わずかな映像で細かな作業を識別できるAI画像識別技術を開発 NEC

手指形状と物体(部品や道具)との共起関係の学習

NECは2022年6月20日、数回分のお手本映像だけで数十種類の細かな作業を識別できる、AI画像識別技術を開発したと発表した。

近年、製造現場では自動化が進められてはいるが、人手による作業も依然多く残されおり、そこに生産性向上における課題が存在する。また、従来手指を使う細かな作業をAIで識別する際には、作業工程で用いる道具や部品を事前に登録した上で、多量の教師データを用いて学習する必要があった。

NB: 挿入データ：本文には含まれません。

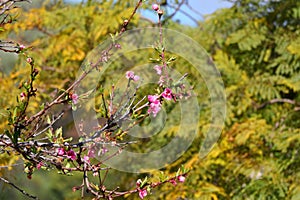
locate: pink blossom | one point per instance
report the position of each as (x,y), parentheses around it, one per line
(155,7)
(167,94)
(143,193)
(152,98)
(161,81)
(130,75)
(21,47)
(173,182)
(71,155)
(136,78)
(154,108)
(91,153)
(138,182)
(39,165)
(60,151)
(23,96)
(118,46)
(104,150)
(155,105)
(74,98)
(181,178)
(158,69)
(29,60)
(86,159)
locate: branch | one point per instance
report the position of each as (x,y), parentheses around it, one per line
(289,101)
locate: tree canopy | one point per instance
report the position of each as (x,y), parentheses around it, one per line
(255,45)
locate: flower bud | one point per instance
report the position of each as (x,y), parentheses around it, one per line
(155,7)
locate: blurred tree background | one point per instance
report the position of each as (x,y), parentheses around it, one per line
(256,46)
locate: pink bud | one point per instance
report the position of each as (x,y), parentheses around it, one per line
(155,7)
(181,178)
(29,60)
(60,151)
(71,155)
(138,182)
(143,193)
(23,96)
(21,47)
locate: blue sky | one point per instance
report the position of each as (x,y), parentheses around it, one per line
(203,7)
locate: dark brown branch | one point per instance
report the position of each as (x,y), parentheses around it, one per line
(19,189)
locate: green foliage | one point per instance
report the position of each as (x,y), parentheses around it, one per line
(256,46)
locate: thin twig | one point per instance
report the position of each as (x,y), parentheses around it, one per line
(19,189)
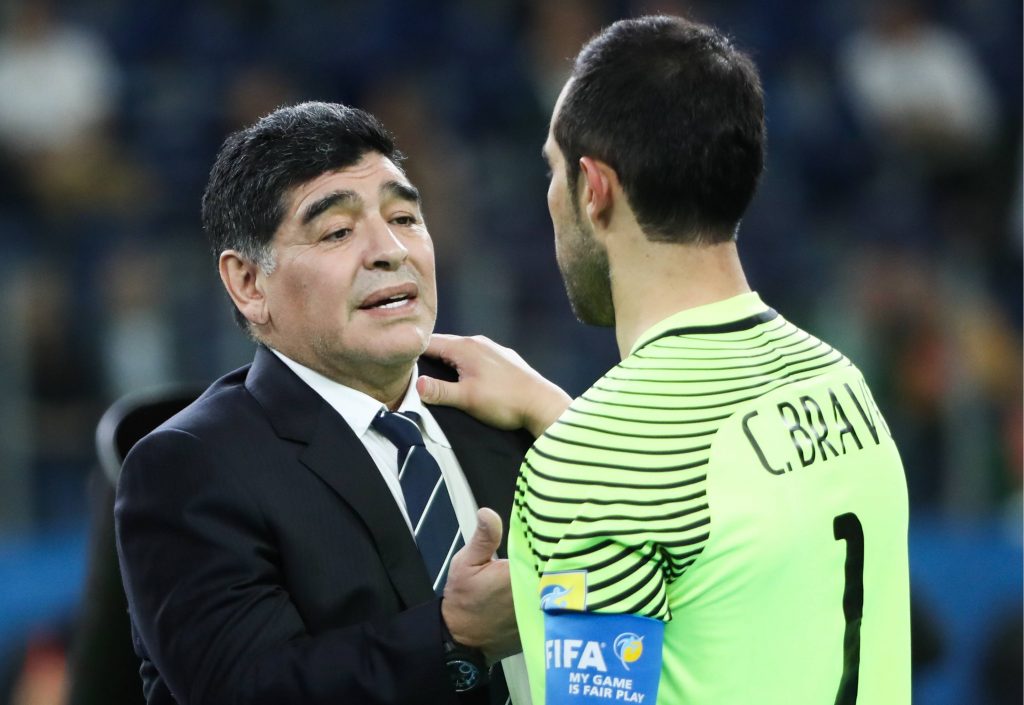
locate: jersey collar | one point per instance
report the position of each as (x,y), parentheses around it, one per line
(736,313)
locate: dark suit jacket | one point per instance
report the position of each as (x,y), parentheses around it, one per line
(265,560)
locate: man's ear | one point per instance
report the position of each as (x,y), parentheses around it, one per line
(599,180)
(241,278)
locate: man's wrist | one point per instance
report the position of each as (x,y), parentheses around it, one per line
(466,666)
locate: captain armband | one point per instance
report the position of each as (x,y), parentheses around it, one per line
(597,659)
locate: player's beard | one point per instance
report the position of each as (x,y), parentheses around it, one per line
(584,263)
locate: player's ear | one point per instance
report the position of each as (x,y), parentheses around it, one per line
(245,286)
(599,181)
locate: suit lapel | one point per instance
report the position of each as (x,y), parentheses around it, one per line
(335,454)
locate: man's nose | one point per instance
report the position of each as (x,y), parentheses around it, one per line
(385,250)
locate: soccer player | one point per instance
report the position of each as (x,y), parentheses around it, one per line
(722,517)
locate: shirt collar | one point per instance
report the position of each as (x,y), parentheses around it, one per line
(358,409)
(726,310)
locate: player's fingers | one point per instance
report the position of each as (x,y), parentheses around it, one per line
(438,391)
(480,548)
(440,345)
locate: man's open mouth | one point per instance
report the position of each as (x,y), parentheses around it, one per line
(392,297)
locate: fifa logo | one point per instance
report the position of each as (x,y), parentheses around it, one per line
(587,655)
(628,648)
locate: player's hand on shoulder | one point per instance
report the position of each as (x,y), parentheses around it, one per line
(496,385)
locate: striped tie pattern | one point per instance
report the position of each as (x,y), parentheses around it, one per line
(434,525)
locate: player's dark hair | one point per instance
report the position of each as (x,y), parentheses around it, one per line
(257,167)
(678,112)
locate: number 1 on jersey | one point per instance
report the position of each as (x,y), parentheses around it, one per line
(847,528)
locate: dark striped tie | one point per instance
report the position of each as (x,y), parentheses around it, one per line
(434,525)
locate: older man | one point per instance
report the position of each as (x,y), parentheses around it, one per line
(296,535)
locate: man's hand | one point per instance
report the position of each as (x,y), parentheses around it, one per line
(495,385)
(477,605)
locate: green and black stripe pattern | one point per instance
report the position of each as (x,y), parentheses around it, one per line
(616,486)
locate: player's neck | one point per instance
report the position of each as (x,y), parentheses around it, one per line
(651,281)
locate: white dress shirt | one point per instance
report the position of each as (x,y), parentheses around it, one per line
(358,411)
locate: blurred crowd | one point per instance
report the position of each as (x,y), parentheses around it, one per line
(889,220)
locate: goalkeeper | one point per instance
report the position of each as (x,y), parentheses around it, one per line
(721,517)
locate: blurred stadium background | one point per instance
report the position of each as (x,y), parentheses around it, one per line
(889,222)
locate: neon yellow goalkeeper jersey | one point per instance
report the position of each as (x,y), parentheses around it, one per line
(721,520)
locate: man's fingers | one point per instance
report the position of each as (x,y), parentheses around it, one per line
(439,345)
(480,548)
(438,391)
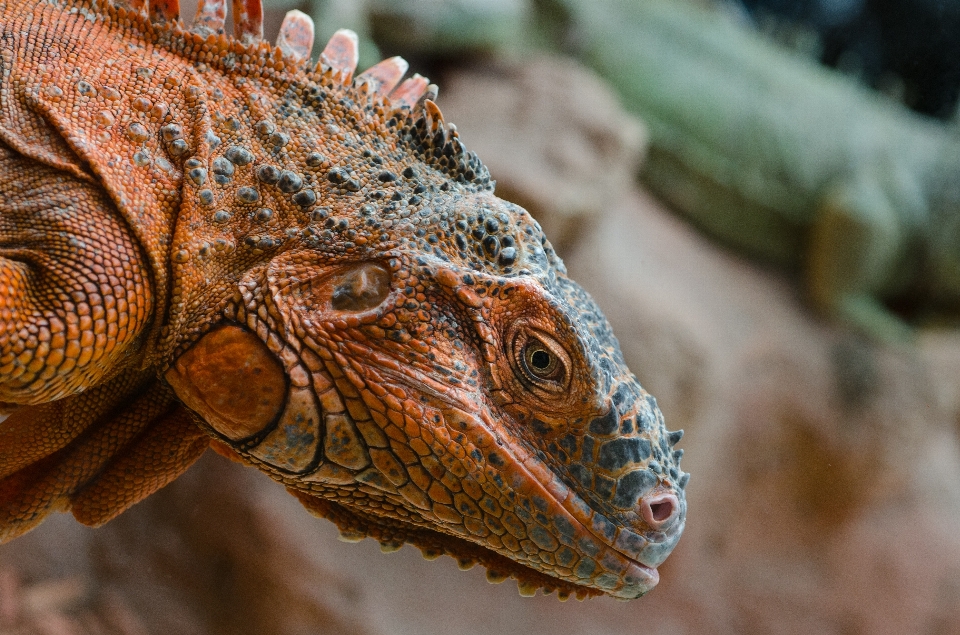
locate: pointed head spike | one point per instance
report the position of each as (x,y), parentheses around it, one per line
(164,11)
(248,21)
(674,437)
(434,116)
(295,39)
(133,6)
(342,53)
(409,92)
(385,75)
(211,17)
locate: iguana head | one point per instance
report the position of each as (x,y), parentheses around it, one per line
(406,353)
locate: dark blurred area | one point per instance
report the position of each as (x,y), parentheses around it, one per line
(910,47)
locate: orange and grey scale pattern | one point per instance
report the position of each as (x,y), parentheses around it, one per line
(315,266)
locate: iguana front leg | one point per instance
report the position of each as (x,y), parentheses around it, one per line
(856,243)
(74,288)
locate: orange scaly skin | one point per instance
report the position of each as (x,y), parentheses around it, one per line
(206,238)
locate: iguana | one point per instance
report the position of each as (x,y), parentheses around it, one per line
(785,160)
(207,240)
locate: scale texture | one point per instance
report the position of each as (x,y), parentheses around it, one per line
(207,240)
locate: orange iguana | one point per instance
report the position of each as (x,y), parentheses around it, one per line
(206,240)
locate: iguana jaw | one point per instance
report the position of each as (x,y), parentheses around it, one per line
(555,532)
(355,524)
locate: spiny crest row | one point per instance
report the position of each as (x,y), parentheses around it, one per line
(426,132)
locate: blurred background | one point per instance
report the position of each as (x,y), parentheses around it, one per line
(679,155)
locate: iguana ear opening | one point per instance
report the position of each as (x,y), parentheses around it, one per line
(232,380)
(330,292)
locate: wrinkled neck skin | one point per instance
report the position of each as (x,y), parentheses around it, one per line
(405,352)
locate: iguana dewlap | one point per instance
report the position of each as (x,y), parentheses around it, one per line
(206,237)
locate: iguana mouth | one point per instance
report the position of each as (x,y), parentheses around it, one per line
(355,524)
(598,564)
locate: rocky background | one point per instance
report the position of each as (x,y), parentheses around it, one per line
(825,495)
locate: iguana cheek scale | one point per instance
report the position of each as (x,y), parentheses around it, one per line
(316,267)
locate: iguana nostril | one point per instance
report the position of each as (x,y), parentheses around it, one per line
(659,510)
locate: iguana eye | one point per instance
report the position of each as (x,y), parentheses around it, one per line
(541,360)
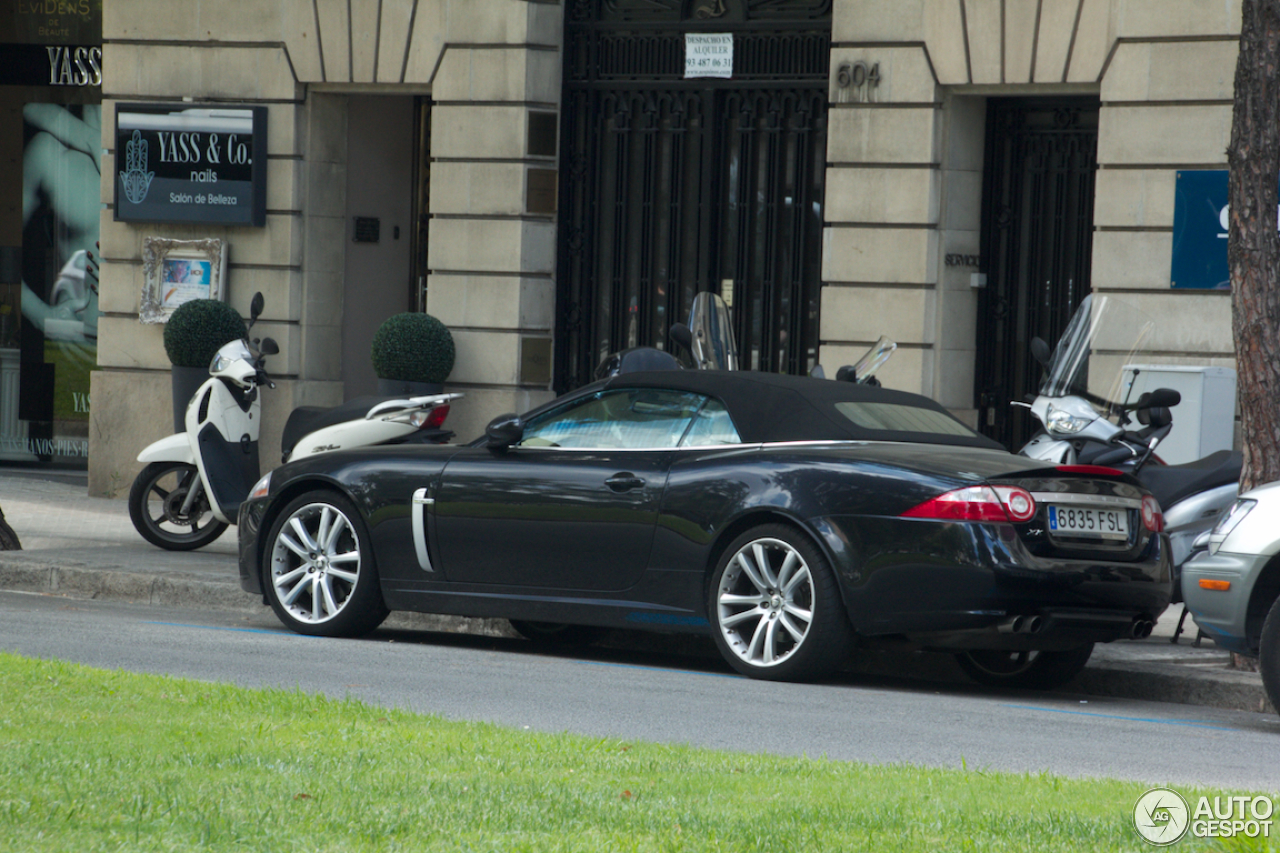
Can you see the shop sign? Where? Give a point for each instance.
(1200, 232)
(51, 22)
(74, 65)
(709, 55)
(191, 164)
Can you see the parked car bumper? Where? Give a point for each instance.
(1221, 614)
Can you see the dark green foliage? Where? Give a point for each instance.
(197, 329)
(412, 347)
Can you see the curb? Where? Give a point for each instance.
(1146, 680)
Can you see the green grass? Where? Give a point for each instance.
(95, 760)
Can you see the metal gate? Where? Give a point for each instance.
(673, 186)
(1037, 237)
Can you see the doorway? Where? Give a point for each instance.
(1037, 243)
(387, 138)
(671, 185)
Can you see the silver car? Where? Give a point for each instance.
(1233, 585)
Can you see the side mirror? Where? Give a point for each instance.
(1040, 351)
(504, 430)
(255, 308)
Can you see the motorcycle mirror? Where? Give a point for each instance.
(1040, 351)
(681, 334)
(504, 430)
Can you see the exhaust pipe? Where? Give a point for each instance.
(1022, 625)
(1011, 625)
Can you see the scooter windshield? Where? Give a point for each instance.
(1102, 337)
(713, 333)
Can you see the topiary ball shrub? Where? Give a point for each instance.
(197, 329)
(412, 347)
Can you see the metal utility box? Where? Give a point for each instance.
(1203, 422)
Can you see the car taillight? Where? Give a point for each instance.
(1152, 518)
(432, 418)
(1018, 502)
(978, 503)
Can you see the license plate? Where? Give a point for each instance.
(1089, 523)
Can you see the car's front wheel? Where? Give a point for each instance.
(1031, 670)
(1269, 655)
(319, 568)
(775, 607)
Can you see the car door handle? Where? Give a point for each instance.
(624, 482)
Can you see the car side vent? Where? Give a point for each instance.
(419, 510)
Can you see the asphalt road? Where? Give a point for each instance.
(666, 698)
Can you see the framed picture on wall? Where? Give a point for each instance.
(179, 270)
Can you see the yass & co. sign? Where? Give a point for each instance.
(184, 163)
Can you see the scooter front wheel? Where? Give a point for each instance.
(155, 507)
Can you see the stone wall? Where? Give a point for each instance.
(904, 185)
(487, 63)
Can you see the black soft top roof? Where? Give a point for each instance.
(775, 407)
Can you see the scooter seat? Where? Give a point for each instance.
(1171, 483)
(305, 420)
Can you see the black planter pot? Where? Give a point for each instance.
(407, 388)
(186, 383)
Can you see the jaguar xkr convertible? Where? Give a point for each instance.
(791, 519)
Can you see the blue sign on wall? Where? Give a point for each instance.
(1200, 232)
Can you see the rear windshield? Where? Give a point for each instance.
(900, 418)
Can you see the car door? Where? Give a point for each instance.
(571, 506)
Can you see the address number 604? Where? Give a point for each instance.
(858, 74)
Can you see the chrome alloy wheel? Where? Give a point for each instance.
(315, 562)
(764, 602)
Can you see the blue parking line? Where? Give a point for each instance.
(218, 628)
(659, 669)
(1191, 724)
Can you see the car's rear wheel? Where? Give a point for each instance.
(557, 633)
(1032, 670)
(1269, 655)
(775, 606)
(319, 568)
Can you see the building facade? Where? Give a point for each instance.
(556, 179)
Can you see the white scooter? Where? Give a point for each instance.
(193, 482)
(1078, 427)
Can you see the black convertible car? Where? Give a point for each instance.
(787, 518)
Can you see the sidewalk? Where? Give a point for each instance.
(85, 547)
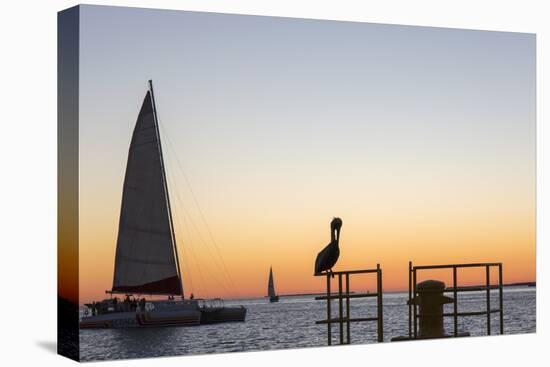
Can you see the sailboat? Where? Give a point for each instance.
(146, 260)
(271, 288)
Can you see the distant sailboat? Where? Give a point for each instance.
(146, 260)
(271, 288)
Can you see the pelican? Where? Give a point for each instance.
(327, 258)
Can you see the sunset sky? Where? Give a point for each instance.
(421, 139)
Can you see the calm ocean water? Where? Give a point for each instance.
(291, 324)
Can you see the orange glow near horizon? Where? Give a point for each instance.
(250, 245)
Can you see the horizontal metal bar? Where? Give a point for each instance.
(352, 295)
(345, 319)
(451, 314)
(471, 288)
(364, 271)
(455, 266)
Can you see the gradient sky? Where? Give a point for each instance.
(421, 139)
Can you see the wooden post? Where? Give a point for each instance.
(347, 310)
(379, 305)
(500, 298)
(328, 311)
(414, 305)
(340, 309)
(488, 296)
(410, 299)
(455, 305)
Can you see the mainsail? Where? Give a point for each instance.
(270, 284)
(146, 256)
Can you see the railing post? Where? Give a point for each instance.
(410, 299)
(340, 309)
(347, 310)
(414, 305)
(488, 296)
(500, 298)
(455, 306)
(329, 324)
(379, 305)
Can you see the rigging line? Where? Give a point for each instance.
(220, 258)
(185, 213)
(228, 274)
(221, 283)
(192, 252)
(185, 259)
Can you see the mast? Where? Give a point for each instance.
(173, 234)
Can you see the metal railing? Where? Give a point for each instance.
(455, 289)
(345, 295)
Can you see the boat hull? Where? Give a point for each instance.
(165, 314)
(225, 314)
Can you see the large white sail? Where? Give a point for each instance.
(271, 285)
(146, 254)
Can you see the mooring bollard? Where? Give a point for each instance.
(430, 301)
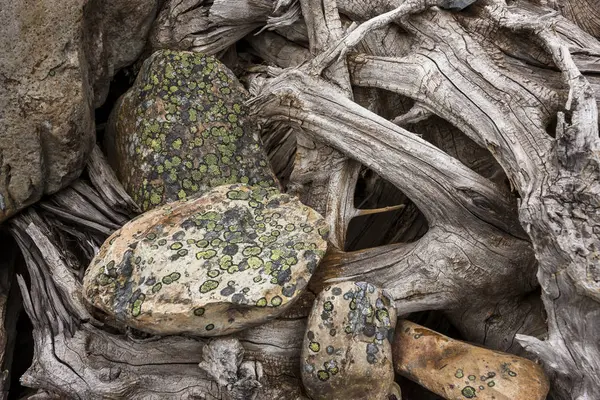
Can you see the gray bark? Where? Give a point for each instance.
(491, 133)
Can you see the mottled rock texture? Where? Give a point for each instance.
(56, 60)
(347, 350)
(233, 258)
(457, 371)
(182, 129)
(46, 115)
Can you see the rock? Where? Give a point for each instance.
(182, 129)
(347, 351)
(46, 117)
(457, 370)
(235, 257)
(53, 55)
(118, 31)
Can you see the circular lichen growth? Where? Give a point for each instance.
(469, 392)
(208, 285)
(323, 375)
(187, 128)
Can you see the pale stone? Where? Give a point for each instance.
(457, 370)
(236, 257)
(347, 351)
(182, 129)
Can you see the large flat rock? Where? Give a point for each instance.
(236, 257)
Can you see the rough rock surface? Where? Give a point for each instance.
(347, 350)
(232, 258)
(46, 116)
(456, 370)
(56, 61)
(117, 33)
(183, 129)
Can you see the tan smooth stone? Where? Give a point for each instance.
(457, 370)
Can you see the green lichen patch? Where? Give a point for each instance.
(207, 254)
(348, 333)
(182, 129)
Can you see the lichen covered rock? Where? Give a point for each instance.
(347, 351)
(457, 371)
(182, 129)
(232, 258)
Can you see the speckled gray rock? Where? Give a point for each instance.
(233, 258)
(347, 351)
(182, 129)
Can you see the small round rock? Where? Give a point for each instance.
(347, 350)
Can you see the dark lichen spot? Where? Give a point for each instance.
(262, 302)
(276, 301)
(199, 311)
(469, 392)
(323, 375)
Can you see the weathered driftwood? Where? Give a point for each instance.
(10, 308)
(508, 114)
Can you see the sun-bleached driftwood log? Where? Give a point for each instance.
(549, 173)
(492, 135)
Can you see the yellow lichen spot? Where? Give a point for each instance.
(177, 144)
(156, 145)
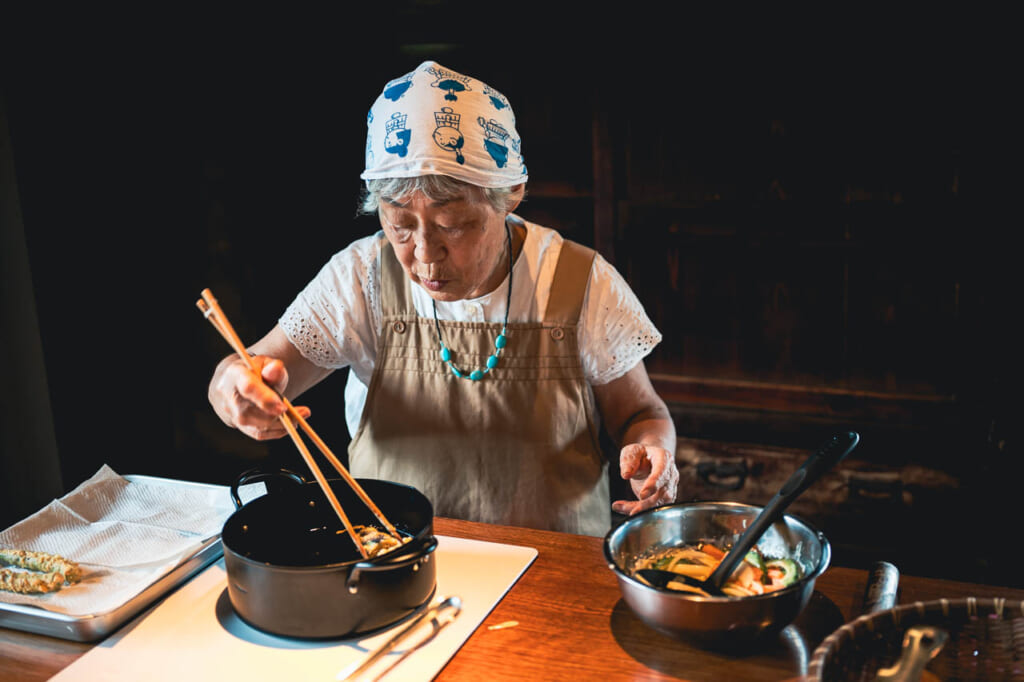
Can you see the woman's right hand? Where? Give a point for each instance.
(251, 400)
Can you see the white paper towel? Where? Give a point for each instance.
(124, 534)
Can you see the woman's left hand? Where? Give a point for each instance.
(652, 475)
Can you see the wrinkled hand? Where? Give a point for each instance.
(250, 401)
(652, 475)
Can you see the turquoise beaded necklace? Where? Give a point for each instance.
(500, 342)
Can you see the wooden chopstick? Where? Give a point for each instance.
(217, 317)
(211, 310)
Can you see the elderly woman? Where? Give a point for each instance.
(485, 351)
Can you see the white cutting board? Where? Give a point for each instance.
(195, 635)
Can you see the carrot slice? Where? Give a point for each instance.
(713, 551)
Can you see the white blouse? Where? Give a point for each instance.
(335, 321)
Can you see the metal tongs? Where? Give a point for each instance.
(439, 615)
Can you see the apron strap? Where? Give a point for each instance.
(569, 285)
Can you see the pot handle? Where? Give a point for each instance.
(414, 554)
(256, 475)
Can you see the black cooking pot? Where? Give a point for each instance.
(293, 570)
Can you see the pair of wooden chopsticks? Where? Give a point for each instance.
(211, 310)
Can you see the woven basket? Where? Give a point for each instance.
(986, 641)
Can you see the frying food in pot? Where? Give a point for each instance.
(377, 542)
(755, 574)
(41, 572)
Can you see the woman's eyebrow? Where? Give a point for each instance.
(433, 204)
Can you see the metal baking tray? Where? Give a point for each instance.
(97, 626)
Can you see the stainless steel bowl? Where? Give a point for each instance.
(714, 622)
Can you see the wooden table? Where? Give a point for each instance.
(572, 624)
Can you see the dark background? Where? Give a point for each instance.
(817, 211)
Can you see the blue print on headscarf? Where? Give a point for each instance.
(495, 137)
(498, 100)
(446, 134)
(452, 86)
(396, 136)
(396, 88)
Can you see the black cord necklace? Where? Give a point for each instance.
(500, 342)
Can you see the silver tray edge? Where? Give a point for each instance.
(93, 627)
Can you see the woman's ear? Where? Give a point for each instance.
(515, 196)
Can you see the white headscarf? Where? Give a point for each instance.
(436, 121)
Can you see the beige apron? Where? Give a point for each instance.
(519, 446)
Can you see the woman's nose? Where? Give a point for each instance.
(428, 248)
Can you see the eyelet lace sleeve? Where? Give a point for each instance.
(616, 332)
(333, 321)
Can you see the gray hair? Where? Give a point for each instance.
(434, 187)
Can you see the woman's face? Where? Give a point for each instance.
(455, 250)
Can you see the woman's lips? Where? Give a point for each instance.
(433, 285)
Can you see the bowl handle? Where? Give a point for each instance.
(256, 475)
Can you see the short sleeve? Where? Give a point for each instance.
(616, 332)
(333, 322)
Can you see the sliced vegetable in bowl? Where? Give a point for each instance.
(756, 573)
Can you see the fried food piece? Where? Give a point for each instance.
(375, 541)
(43, 572)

今回開発した技術は、指の関節と指先の合計42箇所の動きを対象に、手指形状の特徴量と指周辺の画像特徴量との共起関係を学習する方式だ。この方式での学習では個別の部品や道具の登録が必要ない。しかも数回分のみのお手本映像で学習モデルを作成でき、「モジュラージャックを取る」「電動ドライバーでネジを締める」などの数十種類の細かな作業を高い精度で識別できるようになる。

作業の識別により、規定値との違いを分析可能

同社によると、作業で用いられる部品や道具を事前登録することなく、作業を識別できる技術の開発は国内初となる。同技術を用いてグループ会社NECプラットフォームズのICT機器製造工程を撮影した映像に適用した結果、個別の作業時間を高精度で実測し、規定時間との差異分析ができた。

同技術を活用することで細かな作業にかかっている時間が測定できるようになり、正しい手順の確認や作業時間分析による生産性向上に貢献できるという。今後、同技術に関して製造や建設、物流、小売などの現場作業で検証を実施し、2022年度中の事業化を目指す。